I also did not include the egg, since the restaurant version did not have the egg, and I was basically trying to emulate that version.

For the sauce I used 2 tblsp fish sauce with 1tblsp each soy and oyster sauce. This made the fish sauce a little too fish sauce-forward, so next time I will go with equal parts fish, soy and oyster sauce. Per the FC recipe:

…to quote Punyaratabandhu, “it must be pointed out that purists maintain that oyster sauce and soy sauce — two ingredients that are almost always added to pad kra pao — should not be used … However, chances are the pad kra pao which you have fallen in love with isn’t made by purists.”

As mentioned I was trying to emulate the restaurant version I had on Friday, which didn’t seem too fish sauce-forward; not some platonic ideal ‘pure’ version of it.

Other deviations from the FC recipe:

I used brown sugar instead of 'caster sugar"-- not even sure what that is.

The FC recipe states:

Rosa’s add sliced lime leaves to their version, which lend a wonderful fragrance to the dish, but it’s one that distracts from the basil, so I’m going to leave them out.

I think a little acid from citrus balances the salty umami of the sauce, the sweetness of the sugar and the heat of the peppers nicely, so I added a little lime juice. Maybe when I make it in future with real Thai holy basil I’ll leave it out, but I think it worked well in yesterday’s version.

In any case, a big success and a definite addition to the solost meal rotation! Definitely want to try a beef and a seafood version, and will have to be on the lookout for a source of holy basil.

Looking forward to having the leftovers for lunch! :yum:

Caster sugar is just white sugar with a finer grind than regular white sugar.

Yep.
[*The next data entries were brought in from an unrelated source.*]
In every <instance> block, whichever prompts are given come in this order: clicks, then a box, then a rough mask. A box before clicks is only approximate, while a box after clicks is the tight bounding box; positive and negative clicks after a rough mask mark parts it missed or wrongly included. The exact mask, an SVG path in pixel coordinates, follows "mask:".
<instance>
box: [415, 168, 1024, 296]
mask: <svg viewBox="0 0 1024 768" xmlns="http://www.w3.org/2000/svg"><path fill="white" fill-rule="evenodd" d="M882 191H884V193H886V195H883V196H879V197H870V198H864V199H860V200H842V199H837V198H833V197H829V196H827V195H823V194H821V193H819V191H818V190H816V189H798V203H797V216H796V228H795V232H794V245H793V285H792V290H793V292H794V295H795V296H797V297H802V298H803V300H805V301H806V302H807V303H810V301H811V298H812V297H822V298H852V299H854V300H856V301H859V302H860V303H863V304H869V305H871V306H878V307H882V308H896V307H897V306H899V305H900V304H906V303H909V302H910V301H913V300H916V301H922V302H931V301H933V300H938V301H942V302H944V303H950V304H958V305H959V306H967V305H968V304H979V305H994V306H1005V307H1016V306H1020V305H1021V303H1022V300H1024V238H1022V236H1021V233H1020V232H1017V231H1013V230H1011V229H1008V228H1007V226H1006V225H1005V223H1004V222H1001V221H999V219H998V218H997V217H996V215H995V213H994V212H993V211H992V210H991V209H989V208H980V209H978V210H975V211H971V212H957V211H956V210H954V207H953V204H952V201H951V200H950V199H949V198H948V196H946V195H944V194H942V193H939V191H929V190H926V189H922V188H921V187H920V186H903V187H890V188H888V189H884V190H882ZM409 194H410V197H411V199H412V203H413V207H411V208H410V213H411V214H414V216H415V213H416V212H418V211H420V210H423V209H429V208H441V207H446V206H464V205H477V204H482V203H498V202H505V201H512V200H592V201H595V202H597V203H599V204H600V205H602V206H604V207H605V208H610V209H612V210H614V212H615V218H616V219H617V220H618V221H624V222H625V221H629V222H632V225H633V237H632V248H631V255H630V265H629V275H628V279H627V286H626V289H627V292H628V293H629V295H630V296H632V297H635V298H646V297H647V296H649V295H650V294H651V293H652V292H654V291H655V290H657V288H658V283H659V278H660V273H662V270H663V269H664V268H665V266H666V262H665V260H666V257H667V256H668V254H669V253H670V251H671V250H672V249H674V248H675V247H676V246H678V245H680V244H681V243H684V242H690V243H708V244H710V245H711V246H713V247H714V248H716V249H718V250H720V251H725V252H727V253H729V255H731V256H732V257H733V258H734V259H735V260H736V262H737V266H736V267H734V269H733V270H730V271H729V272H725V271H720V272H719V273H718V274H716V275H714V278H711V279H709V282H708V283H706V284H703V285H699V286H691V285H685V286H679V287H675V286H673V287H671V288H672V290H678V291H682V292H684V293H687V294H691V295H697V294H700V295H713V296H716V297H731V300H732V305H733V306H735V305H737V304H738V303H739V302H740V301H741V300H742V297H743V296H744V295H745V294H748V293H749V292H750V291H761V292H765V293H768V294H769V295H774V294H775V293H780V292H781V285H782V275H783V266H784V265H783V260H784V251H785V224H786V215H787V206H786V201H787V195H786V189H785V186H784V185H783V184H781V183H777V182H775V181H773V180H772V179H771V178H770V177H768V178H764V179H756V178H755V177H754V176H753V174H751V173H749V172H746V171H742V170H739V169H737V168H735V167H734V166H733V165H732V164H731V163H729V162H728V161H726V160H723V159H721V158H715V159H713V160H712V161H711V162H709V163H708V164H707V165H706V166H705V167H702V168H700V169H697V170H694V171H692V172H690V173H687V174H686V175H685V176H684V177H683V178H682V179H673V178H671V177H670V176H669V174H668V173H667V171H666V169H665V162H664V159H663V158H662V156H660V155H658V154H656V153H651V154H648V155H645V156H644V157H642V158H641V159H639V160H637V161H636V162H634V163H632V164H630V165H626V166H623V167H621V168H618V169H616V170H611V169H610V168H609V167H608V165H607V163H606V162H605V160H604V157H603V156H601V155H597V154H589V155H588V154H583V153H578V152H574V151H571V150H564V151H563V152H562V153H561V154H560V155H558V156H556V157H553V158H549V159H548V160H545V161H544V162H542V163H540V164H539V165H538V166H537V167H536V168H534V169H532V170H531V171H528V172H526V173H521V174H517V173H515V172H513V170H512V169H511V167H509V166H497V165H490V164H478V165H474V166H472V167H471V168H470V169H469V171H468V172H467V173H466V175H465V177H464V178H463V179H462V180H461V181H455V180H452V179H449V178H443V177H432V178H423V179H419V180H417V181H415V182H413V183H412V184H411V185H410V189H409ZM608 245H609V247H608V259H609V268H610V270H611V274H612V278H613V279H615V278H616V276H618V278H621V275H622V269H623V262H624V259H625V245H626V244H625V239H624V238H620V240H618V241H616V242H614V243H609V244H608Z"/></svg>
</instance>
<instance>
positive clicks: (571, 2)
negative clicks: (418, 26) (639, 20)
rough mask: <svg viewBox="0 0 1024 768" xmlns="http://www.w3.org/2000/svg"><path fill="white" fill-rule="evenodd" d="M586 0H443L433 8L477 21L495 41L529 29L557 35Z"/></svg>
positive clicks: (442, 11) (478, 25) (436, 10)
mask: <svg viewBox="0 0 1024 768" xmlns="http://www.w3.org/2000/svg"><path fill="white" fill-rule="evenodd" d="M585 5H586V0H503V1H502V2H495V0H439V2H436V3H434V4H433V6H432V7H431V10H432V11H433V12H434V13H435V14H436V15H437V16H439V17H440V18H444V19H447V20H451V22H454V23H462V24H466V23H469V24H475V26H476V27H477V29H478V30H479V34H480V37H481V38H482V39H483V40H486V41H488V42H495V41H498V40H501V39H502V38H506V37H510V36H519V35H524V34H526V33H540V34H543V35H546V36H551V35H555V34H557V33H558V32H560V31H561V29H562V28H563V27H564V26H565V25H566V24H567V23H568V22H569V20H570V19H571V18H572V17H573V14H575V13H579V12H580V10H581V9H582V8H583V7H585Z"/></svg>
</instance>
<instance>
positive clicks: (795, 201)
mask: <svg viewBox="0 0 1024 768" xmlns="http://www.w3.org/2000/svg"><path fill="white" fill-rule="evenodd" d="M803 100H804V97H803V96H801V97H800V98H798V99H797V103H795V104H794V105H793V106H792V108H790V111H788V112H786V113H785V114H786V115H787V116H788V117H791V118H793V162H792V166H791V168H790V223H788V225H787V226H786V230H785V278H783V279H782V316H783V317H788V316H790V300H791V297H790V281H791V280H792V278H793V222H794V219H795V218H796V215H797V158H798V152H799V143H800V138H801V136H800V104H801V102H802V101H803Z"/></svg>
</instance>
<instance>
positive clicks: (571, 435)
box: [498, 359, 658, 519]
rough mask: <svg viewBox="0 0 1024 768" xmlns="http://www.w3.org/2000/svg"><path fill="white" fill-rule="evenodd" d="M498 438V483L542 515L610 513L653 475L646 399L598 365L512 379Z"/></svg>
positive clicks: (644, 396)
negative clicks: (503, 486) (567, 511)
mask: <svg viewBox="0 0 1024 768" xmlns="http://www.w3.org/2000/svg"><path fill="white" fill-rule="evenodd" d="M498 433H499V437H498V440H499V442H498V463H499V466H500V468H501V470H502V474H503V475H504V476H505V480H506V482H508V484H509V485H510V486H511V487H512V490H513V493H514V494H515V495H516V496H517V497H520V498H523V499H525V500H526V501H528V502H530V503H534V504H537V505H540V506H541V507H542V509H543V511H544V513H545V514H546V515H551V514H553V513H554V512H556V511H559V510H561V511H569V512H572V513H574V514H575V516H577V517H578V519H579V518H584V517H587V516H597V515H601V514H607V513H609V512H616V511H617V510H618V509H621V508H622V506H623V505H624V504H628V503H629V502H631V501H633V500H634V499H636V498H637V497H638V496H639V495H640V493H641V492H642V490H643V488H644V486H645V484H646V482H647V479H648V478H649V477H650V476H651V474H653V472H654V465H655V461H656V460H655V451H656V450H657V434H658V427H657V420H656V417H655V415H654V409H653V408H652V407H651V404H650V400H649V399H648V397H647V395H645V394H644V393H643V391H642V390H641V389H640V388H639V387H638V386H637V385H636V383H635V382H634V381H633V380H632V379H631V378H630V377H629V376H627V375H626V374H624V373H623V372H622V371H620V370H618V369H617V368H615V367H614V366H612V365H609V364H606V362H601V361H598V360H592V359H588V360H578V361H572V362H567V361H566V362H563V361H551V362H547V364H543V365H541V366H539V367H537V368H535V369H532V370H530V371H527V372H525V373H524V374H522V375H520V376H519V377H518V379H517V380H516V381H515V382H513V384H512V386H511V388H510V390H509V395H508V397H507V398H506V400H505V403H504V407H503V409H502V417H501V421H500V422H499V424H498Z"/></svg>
The Thai holy basil chicken (or whatever protein) is my default Thai order, served as spicy as the restaurant is willing to make it (I think this dish is perfect for that kind of treatment) with a fried egg to finish.

Also, this is my go-to Thai dish at home, as well, and why I grow as many peppers and Thai basil plants as I can. If I’m lucky, I can find a holy basil plant (grapao [or any of a thousand transliterations] as is proper for this dish), but I’m happy just using Thai sweet basil (horapa) or cinnamon basil. (I grow any combination of those in the summer, though it’s been a few years since I’ve gotten my hand on holy basil.)

Hmm a local Thai place has Pad Bai Gra Pow on the Grub hub. I’m thinking that is just a different transliteration.(no picture) Unfortunately that place still has 4 months left on the “screwed last order up so bad I’m giving you a full year before I try again” probation.

Yep. I’m not sure I’ve ever seen “bai”, but chicken is “kai” or “gai” typicall on Thai menus, and then the second half is all over the place. The ks might be k, kh, g; the p might be ph or b, the r might come in the first syllable, the second syllable, or in both. The ao might also be ow. It may be one word or two words. And probably some variations I’m forgetting.

ETA: Oh, bai might refer to the leaf of the Holy Basil, not a typo for gai/kai or something.

Bai might not really be meant to be chicken. This It’s one of those places that orders the menu by curry/sauce and main veggies, but has the meat/protein on a secondary menu all under the single name.

Yeah, I got that sense when I looked around to see if “bai” meant anything, and if seems to mean something like “leaf”.